A Turkey Egg. The President’s trip to Europe, and his first visit to a Muslim country, Turkey, has been widely hailed as a success. But he has annoyed French President Nicholas Sarkozy, and others, by repeatedly calling for Turkey to be admitted to the EU. Sarkozy responded by saying that this was a decision for EU member-states, and for once I agree with Sarkozy.
I am well aware of the arguments advanced by this US administration (and, to be fair, by the Bush Administration before it) in favour of Turkey’s membership. Turkey has been a loyal member of NATO, the eastern bastion of the Alliance, and deserves EU membership as a “reward”. It has supported the allies in Iraq. Turkey deserves our recognition and support as a moderate, democratic Muslim state, and therefore a living demonstration that an Islamic country can co-exist with liberal Western democratic values. Some even argue that Europe’s ageing population needs an infusion of young blood, and young workers, from Turkey’s teeming and relatively young population, which is 72 million strong — larger than the UK, and likely to overtake Germany, the EU’s most populous state, in a few years.
But the counter-arguments are strong too. Turkey is large. Compared to most of the EU, it is very poor, and likely to be a drain on EU resources. But it is also radically different in cultural and (let’s face it) religious terms. European countries can absorb immigrants of many backgrounds, but increasingly we are starting to ask “How many? And how quickly?”. We are asking these questions not least in the UK, where historically exceptional rates of immigration are challenging our social infrastructure.
Without for a moment condoning anti-Turkish feeling, and still less anti-Turkish atrocities in some EU member-states, it is still legitimate to point to them as evidence that high rates of immigration, especially of people from very different cultures, create potential problems.

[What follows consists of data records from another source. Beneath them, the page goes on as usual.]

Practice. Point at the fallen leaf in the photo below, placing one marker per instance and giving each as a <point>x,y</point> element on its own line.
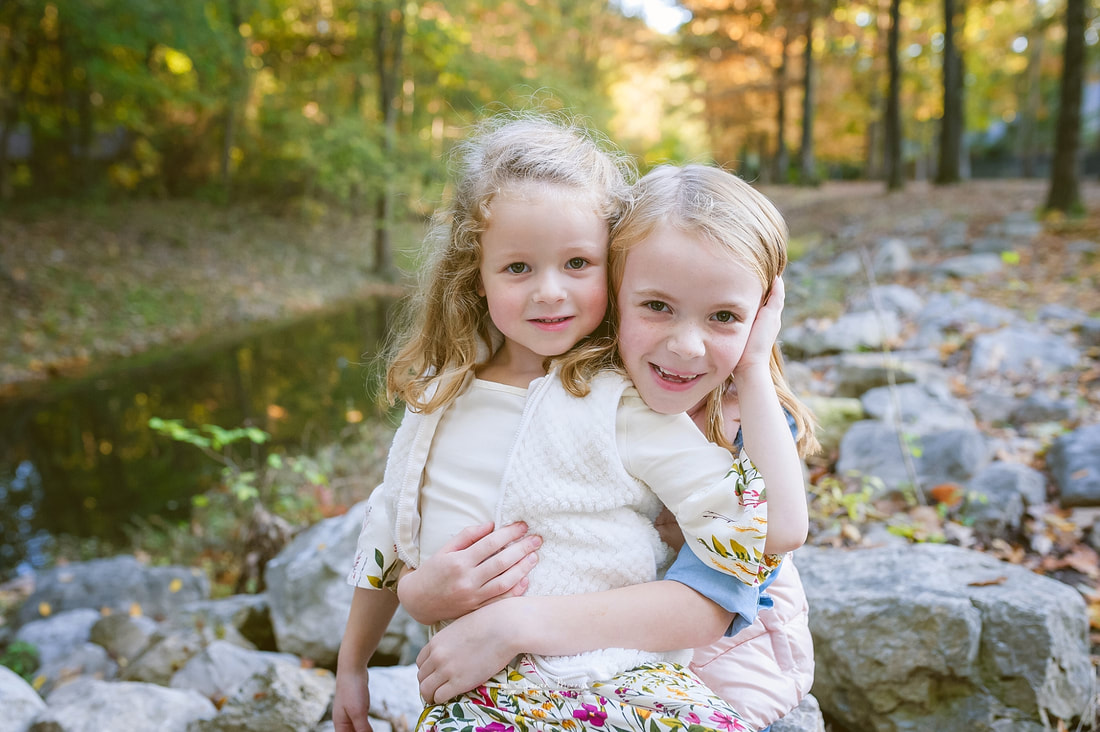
<point>988,582</point>
<point>949,494</point>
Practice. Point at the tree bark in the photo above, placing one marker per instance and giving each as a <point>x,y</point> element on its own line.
<point>782,155</point>
<point>237,84</point>
<point>388,46</point>
<point>806,166</point>
<point>895,175</point>
<point>952,124</point>
<point>1029,113</point>
<point>1065,194</point>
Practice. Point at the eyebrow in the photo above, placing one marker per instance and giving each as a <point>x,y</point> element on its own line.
<point>652,293</point>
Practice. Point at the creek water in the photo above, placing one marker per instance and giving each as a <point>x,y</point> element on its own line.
<point>78,458</point>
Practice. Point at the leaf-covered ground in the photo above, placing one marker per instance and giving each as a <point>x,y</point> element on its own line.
<point>84,285</point>
<point>81,286</point>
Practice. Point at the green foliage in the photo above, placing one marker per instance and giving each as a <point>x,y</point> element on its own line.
<point>239,477</point>
<point>834,500</point>
<point>289,488</point>
<point>21,657</point>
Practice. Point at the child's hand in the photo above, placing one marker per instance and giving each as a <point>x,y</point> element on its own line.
<point>476,567</point>
<point>765,331</point>
<point>466,653</point>
<point>351,703</point>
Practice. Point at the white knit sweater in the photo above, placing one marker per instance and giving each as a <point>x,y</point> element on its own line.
<point>564,478</point>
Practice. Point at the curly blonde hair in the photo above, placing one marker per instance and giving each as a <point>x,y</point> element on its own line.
<point>716,206</point>
<point>447,330</point>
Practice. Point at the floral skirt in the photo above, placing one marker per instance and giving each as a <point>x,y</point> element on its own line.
<point>650,698</point>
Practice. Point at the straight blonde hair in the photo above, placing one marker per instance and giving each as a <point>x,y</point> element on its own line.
<point>718,207</point>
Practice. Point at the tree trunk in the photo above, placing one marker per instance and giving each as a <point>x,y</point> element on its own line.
<point>1026,148</point>
<point>950,126</point>
<point>1065,195</point>
<point>895,176</point>
<point>806,166</point>
<point>782,155</point>
<point>388,46</point>
<point>235,98</point>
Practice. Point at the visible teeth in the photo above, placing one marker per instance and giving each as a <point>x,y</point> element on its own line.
<point>672,377</point>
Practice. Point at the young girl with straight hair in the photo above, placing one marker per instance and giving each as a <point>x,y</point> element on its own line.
<point>693,246</point>
<point>492,434</point>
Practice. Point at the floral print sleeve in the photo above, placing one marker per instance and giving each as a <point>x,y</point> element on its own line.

It should not be so, but it is.
But for me there is one factor that clinches the issue, and that is the question of democracy. We have already allowed the majority of our laws to be made by coalitions of Lithuanians and Slovenians and Portuguese (and others), and our UK vote in the deliberations of Brussels is down to around 8%. If Turkey were to join the EU, our share of population would be down from 13.3% to 11.5%, and our vote on majority-voting issues would reduce proportionately. Meantime Turkey would no doubt expect the same voting weight as Germany, and more than any other member-state.
If we had the kind of EU that I would want, based solely on free trade and voluntary intergovernmental cooperation, I should be happy to welcome any democratic country of good will, under the rule of law, and with broadly free-market principles. Turkey. Israel. Ukraine. Taiwan. Let ’em all come. But if they are going to make the laws that govern me in Britain and my fellow citizens, then we have too many foreigners doing that already, thanks very much, and we don’t need any more.

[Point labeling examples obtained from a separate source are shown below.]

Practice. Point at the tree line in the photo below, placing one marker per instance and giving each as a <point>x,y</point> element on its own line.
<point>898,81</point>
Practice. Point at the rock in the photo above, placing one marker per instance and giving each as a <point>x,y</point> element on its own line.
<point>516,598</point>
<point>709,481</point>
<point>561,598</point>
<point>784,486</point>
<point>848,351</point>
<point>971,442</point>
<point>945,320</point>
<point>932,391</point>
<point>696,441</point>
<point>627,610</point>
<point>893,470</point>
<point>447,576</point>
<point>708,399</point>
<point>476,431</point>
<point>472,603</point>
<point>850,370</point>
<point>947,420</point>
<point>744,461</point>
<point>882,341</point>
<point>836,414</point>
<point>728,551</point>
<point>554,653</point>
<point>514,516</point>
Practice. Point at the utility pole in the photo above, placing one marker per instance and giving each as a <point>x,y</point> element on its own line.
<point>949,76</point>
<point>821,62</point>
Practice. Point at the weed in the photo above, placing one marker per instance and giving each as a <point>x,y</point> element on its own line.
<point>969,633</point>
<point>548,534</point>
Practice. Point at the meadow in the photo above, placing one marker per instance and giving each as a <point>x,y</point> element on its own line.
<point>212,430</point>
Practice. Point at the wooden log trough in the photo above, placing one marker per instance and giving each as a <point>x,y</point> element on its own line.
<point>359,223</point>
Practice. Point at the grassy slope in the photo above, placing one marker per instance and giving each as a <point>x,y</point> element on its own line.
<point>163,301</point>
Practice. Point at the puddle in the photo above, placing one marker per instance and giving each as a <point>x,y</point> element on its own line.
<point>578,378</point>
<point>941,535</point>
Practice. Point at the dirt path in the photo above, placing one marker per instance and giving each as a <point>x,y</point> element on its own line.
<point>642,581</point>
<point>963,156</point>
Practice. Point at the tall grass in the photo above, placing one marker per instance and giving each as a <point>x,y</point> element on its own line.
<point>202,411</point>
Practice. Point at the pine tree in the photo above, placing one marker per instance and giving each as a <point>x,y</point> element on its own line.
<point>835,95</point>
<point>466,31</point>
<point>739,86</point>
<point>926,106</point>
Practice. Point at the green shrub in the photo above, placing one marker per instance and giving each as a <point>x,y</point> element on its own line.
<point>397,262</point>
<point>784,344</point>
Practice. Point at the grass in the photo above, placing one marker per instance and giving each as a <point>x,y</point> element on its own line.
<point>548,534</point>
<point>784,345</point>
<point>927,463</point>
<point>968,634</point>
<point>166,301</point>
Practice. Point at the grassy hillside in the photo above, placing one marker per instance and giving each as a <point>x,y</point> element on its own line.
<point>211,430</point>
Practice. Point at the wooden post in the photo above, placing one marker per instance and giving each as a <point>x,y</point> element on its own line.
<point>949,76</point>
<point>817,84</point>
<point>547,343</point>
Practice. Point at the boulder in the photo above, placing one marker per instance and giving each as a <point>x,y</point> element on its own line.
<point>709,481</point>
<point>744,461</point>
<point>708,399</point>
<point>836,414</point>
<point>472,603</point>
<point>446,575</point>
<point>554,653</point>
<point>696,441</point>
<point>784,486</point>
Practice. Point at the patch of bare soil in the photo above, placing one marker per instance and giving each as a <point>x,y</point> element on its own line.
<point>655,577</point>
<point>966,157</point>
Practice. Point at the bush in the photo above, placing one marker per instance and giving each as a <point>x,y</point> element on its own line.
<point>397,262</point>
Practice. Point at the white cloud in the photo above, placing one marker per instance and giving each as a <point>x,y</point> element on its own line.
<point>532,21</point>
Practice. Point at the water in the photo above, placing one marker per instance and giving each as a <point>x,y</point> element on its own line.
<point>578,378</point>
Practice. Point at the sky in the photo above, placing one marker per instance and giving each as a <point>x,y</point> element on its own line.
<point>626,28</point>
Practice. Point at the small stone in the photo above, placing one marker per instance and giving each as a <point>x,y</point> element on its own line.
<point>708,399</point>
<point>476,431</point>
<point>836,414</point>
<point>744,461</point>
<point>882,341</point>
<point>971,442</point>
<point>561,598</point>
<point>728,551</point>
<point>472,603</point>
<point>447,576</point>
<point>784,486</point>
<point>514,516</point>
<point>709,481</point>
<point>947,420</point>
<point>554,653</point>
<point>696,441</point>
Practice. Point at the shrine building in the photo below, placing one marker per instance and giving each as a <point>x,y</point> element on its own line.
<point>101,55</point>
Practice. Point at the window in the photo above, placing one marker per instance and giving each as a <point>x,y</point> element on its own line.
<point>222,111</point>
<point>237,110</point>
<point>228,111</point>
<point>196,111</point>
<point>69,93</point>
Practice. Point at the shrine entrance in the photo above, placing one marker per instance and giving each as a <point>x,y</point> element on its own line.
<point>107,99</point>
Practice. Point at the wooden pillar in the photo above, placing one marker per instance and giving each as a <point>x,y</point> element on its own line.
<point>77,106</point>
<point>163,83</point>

France has proposed that instead of EU membership, Turkey should be offered a “Privileged Partnership”. I’m not sure what that would give Turkey beyond what it has now — it already has a free trade deal, and large numbers of Turks live and work in the EU. But it seems to me that such a partnership could give Turkey most of the benefits of EU membership with few of the costs and drawbacks. Indeed it sounds such a good deal, that as I said in a plenary debate in Strasbourg recently, I should like to see the same offer made to the UK as well.
Clearly Obama, in his rush to reward Turkey for loyalty, has not thought through the issues of democracy. He should listen to Belgian blogger Jean Quatremer who writes that Barack Obama’s statement in support of Turkish membership of the EU is the equivalent of Angela Merkel, as “The newly elected President of the EU” declaring to Mexico’s Parliament: “Let me be clear: the European Union firmly supports Mexico’s candidacy to the United States.” We should see how the American people would react to proposals that their domestic laws should be made by parliamentarians from other North American states.
It has well been said that Turkeys don’t vote for Christmas. And I suspect that EU citizens and member-states will not vote for Turkish accession either.